RT Hard Reset
A hard reset removes all messages from the RT stream to allow the reliable transport to be restarted with an empty stream.
Warning
This removes all messages from the stream and can result in duplicate or lost data. We recommend you only use this feature if advised to do so by KX Support.
Hard Reset Workflow
The API to execute the Hard Reset can be configured, however the default behavior is listed below:
-
The following directories on the PVCs are deleted:
/s/in/
/s/state/
-
The
/s/out/
logs are truncated, rather than deleted. This ensures that all messages sent prior to the reset are removed from the stream and each subscriber eventually. See note below on truncation. -
The session number of the output merged log files being is incremented, i.e. from
log.x.y
tolog.x+1.y
-
The RT service is restarted.
Note
The session number is maintained in a config map, which is managed outside of the PVCs.
Truncating
/s/out/
directory logsThe effect of truncating the out logs, is that after the reset each subscriber's corresponding logs will also be truncated. This ensures that all messages sent prior to the reset are removed from the RT and subscribe nodes.
Consequences of a Hard Reset
Duplicate data
RT keeps track of what data it has processed to avoid sending duplicate data to a subscriber. When executing the hard reset, RT loses knowledge of what it has processed. Therefore, after carrying out a hard reset, RT will have no knowledge of what data has been replicated/merged from a publisher.
If any data resides on the publisher, it will be (re)replicated back into the RT cluster and published on to the subscriber.
To avoid duplicate data, you should take the following steps:
- Publisher taken down
- Client log files removed
- Hard Reset executed
Warning
Taking down the publisher may result in data loss.
Data loss
Data loss can become a factor if the steps above in the duplicate data section are followed.

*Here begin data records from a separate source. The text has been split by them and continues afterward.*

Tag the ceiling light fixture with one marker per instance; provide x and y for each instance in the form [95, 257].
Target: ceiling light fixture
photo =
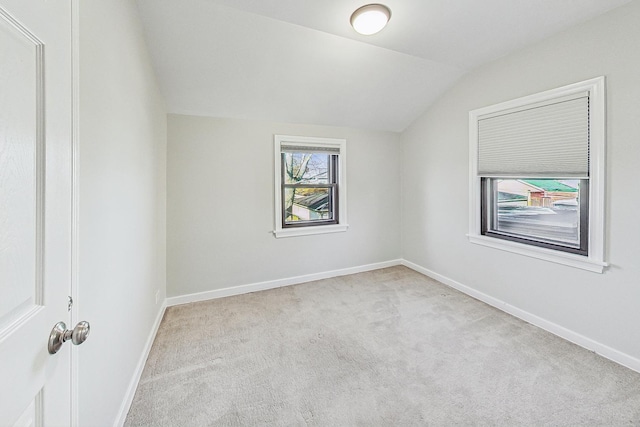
[370, 19]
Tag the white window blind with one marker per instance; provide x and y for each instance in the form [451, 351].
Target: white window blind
[313, 149]
[549, 139]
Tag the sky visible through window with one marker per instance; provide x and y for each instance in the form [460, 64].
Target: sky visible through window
[304, 203]
[546, 209]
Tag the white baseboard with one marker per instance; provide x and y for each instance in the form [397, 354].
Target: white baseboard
[271, 284]
[567, 334]
[133, 384]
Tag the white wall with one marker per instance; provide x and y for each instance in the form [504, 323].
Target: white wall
[122, 175]
[220, 210]
[603, 308]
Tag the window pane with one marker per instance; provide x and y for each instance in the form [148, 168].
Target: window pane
[306, 168]
[541, 209]
[307, 204]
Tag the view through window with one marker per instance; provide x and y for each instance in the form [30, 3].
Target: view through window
[549, 211]
[309, 188]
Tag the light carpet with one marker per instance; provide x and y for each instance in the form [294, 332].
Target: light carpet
[389, 347]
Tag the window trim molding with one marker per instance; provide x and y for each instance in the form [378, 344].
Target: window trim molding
[342, 225]
[594, 261]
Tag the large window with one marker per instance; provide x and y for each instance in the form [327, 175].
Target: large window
[310, 186]
[537, 175]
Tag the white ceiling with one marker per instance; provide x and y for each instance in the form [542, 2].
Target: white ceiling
[300, 61]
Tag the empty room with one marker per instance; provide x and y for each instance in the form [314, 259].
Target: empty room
[327, 213]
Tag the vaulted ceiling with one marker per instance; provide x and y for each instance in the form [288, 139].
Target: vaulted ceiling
[300, 61]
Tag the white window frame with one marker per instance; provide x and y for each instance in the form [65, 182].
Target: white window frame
[315, 142]
[594, 261]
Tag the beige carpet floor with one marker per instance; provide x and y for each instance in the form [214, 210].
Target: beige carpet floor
[389, 347]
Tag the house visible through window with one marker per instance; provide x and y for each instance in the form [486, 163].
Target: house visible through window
[310, 185]
[550, 213]
[537, 175]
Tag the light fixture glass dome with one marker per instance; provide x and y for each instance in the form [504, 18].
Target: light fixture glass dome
[370, 19]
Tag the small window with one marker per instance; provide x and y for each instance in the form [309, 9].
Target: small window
[537, 175]
[309, 185]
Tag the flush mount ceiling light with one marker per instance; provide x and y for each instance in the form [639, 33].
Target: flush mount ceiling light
[370, 19]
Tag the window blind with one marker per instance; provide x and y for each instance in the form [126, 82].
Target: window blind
[315, 149]
[549, 139]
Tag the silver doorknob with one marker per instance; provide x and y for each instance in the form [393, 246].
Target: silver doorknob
[60, 334]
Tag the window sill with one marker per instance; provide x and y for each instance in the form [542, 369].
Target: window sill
[307, 231]
[571, 260]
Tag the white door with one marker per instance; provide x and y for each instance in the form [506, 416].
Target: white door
[35, 209]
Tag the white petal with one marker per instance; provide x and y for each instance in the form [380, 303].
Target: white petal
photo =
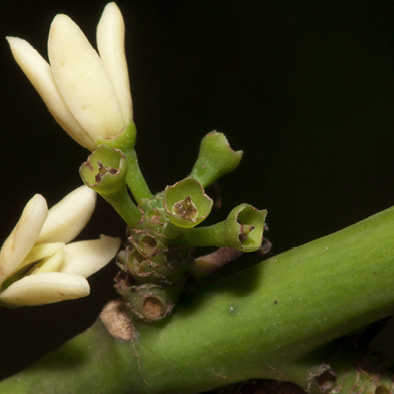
[50, 263]
[82, 79]
[39, 252]
[45, 288]
[69, 216]
[86, 257]
[40, 75]
[23, 236]
[110, 43]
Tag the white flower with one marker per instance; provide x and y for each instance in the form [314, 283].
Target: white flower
[38, 265]
[88, 94]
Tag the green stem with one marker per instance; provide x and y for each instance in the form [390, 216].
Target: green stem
[134, 178]
[123, 205]
[263, 322]
[214, 235]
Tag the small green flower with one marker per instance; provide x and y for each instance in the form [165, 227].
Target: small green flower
[186, 203]
[216, 158]
[243, 230]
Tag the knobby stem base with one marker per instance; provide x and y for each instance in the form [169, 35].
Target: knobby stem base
[264, 322]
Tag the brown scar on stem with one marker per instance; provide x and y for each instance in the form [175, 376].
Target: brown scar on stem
[117, 322]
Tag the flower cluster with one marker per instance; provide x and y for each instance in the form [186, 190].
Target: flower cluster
[38, 265]
[87, 93]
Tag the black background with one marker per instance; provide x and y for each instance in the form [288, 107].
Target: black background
[305, 89]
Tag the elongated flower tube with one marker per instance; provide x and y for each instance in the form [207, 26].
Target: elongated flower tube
[38, 265]
[87, 93]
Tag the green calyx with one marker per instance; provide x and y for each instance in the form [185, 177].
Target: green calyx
[243, 230]
[215, 159]
[158, 261]
[105, 170]
[186, 203]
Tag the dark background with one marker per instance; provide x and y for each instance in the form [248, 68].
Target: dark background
[305, 88]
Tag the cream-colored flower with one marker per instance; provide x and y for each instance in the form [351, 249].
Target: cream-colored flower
[38, 265]
[87, 93]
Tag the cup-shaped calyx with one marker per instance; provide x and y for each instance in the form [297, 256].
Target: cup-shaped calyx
[215, 159]
[105, 170]
[243, 230]
[186, 204]
[87, 93]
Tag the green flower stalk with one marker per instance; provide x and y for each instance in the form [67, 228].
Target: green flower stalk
[88, 93]
[274, 320]
[105, 172]
[215, 159]
[243, 230]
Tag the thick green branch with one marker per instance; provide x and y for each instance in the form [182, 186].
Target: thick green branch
[259, 323]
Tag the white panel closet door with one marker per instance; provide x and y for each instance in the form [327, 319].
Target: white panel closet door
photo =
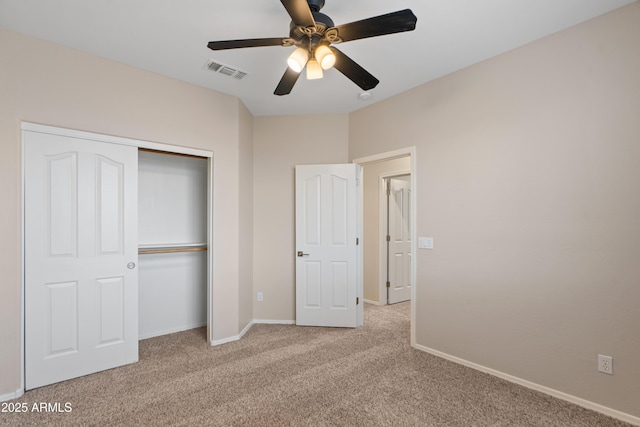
[399, 239]
[81, 280]
[326, 261]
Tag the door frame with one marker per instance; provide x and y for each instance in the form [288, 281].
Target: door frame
[383, 221]
[411, 152]
[169, 149]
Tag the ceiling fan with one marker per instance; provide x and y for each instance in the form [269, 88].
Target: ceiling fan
[313, 33]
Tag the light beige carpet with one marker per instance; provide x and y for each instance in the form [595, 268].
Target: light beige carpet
[288, 376]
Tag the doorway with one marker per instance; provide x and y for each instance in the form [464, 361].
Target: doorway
[376, 168]
[396, 218]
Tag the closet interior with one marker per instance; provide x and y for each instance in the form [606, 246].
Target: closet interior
[172, 236]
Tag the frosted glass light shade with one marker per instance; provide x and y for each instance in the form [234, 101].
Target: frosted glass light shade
[298, 59]
[314, 71]
[325, 57]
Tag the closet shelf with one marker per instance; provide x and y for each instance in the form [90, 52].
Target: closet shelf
[171, 248]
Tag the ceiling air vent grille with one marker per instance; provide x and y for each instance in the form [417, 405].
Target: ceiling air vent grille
[225, 70]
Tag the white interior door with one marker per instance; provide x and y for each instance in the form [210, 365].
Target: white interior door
[327, 262]
[399, 241]
[81, 290]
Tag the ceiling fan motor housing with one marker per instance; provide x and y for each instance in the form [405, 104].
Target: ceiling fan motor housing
[315, 5]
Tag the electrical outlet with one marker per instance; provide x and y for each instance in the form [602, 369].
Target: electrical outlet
[605, 364]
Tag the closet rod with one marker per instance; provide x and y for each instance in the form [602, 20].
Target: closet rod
[170, 153]
[171, 250]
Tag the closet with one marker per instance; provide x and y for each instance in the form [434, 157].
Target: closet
[172, 236]
[116, 250]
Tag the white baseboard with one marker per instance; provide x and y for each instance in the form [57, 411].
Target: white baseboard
[10, 396]
[547, 390]
[274, 322]
[246, 329]
[171, 331]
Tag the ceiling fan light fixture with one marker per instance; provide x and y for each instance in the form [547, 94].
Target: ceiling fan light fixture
[325, 57]
[298, 59]
[314, 70]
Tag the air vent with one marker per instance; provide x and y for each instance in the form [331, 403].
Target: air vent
[225, 70]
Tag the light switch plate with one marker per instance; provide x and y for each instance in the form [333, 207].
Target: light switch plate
[425, 242]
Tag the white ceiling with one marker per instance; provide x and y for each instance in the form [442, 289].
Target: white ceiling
[169, 37]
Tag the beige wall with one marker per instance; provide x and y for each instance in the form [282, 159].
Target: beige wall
[280, 143]
[45, 83]
[529, 181]
[245, 254]
[373, 173]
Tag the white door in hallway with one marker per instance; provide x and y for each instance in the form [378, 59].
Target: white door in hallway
[399, 241]
[328, 292]
[81, 290]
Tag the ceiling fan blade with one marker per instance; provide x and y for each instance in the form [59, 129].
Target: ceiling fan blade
[395, 22]
[353, 71]
[289, 79]
[299, 12]
[236, 44]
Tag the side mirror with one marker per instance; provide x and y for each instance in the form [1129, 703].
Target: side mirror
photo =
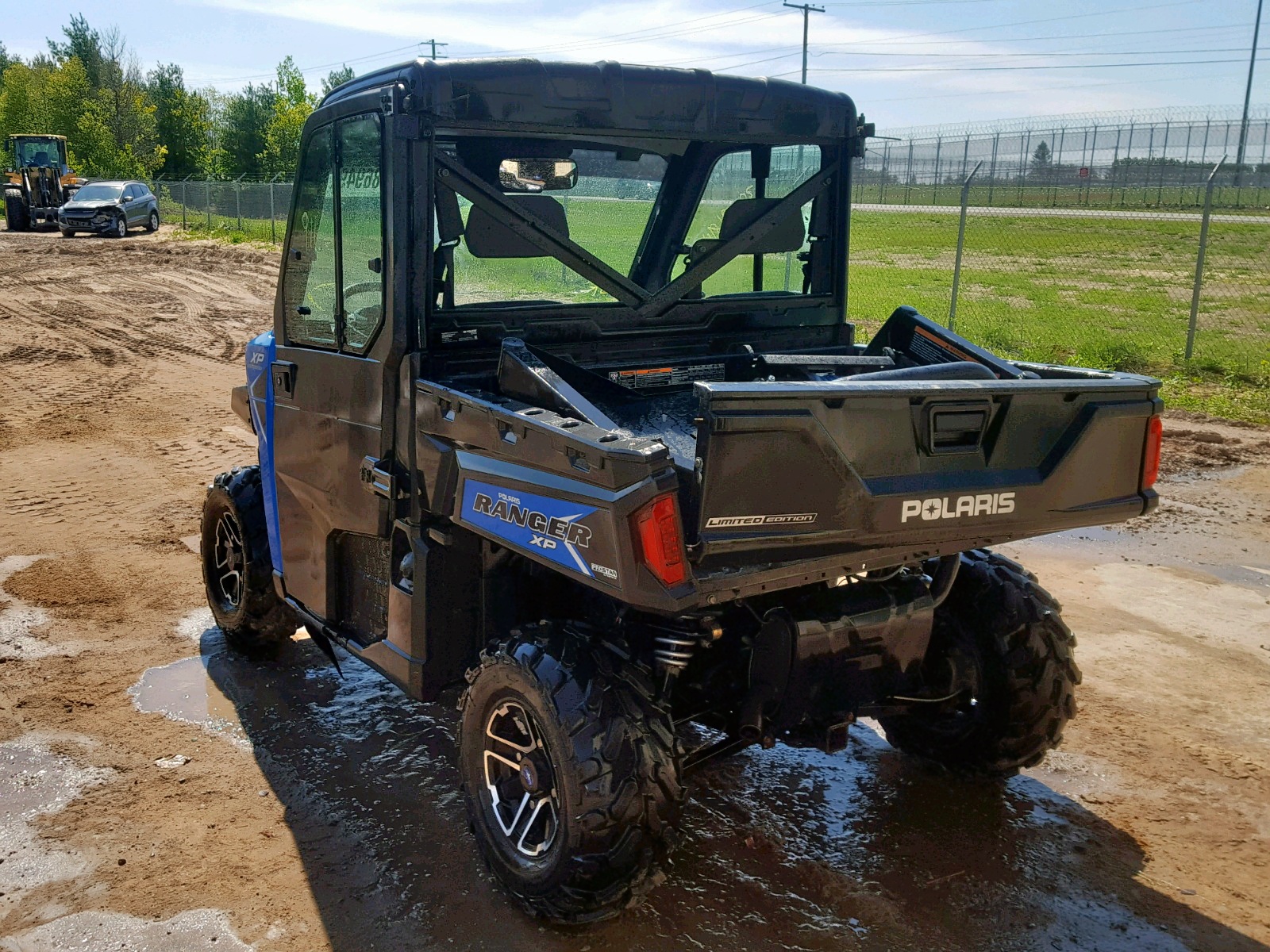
[537, 175]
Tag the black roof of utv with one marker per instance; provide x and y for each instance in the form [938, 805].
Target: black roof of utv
[610, 99]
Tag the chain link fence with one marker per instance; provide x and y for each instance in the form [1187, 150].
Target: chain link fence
[1119, 289]
[253, 209]
[1062, 279]
[1095, 162]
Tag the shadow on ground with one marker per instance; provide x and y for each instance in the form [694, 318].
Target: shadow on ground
[783, 848]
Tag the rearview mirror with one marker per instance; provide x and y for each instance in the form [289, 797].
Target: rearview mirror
[537, 175]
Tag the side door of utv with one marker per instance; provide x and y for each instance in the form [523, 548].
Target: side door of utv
[329, 376]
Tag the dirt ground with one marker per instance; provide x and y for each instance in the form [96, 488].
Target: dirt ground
[315, 812]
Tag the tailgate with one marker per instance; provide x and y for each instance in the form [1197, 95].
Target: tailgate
[804, 470]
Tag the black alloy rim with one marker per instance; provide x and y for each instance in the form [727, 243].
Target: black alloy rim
[520, 785]
[229, 562]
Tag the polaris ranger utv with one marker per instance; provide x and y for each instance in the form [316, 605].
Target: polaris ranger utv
[562, 409]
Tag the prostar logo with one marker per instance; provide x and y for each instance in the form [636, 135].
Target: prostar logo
[946, 508]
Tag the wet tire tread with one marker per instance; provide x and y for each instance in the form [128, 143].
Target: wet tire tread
[1018, 624]
[629, 808]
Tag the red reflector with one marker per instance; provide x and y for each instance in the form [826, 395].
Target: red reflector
[1151, 455]
[657, 527]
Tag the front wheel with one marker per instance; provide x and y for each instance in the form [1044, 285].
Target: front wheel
[238, 573]
[571, 774]
[999, 639]
[17, 219]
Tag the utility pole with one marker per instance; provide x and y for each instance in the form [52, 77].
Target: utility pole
[433, 44]
[1248, 93]
[806, 10]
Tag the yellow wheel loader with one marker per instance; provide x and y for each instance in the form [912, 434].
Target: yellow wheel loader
[37, 181]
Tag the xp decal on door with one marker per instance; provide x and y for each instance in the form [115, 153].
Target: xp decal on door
[560, 414]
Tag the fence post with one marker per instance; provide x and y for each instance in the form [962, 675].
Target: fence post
[908, 175]
[1089, 182]
[960, 244]
[935, 190]
[1199, 258]
[992, 171]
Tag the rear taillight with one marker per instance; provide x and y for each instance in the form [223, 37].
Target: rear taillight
[656, 526]
[1151, 455]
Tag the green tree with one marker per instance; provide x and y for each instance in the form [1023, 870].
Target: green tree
[182, 121]
[336, 78]
[241, 130]
[83, 44]
[1043, 160]
[292, 106]
[6, 61]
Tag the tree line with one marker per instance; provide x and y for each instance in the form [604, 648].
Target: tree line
[121, 121]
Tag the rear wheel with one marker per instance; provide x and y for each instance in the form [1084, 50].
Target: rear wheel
[17, 217]
[1000, 640]
[571, 774]
[238, 573]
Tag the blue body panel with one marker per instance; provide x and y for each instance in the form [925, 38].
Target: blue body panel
[550, 527]
[260, 384]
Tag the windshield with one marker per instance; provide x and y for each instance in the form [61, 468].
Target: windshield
[99, 194]
[606, 213]
[40, 152]
[645, 226]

Beside that, data loss can be a reason for needing a hard reset. For example, if an internal RT log were to become corrupted, a hard reset would be required to get the system back to a healthy state. A hard reset would not be the cause of the data loss in this scenario, but a resolution to a corrupted log. This is similar to a tickerplant becoming corrupted, data can be recovered up to the point the log file was corrupted.
Triggering a Hard Reset
You can call an API on the RT supervisor process running in you kubernetes cluster to trigger a hard reset. This only needs to be performed on one of the nodes in the RT cluster, RT automatically manages the orchestration of the hard reset across the other nodes.
Details on this API are available here.
Status
The reset-status
REST request can be called on any of the RT nodes in an RT cluster and provides the reset status of that node. This allows the user to identify whether the RT node is in the middle of a hard reset, or whether it is available for a hard reset.
Warning
RT can only handle one reset request at a time. If the RT pod is in the middle of executing a reset command, it will return to a HTTP request with a status of 503 (unavailable).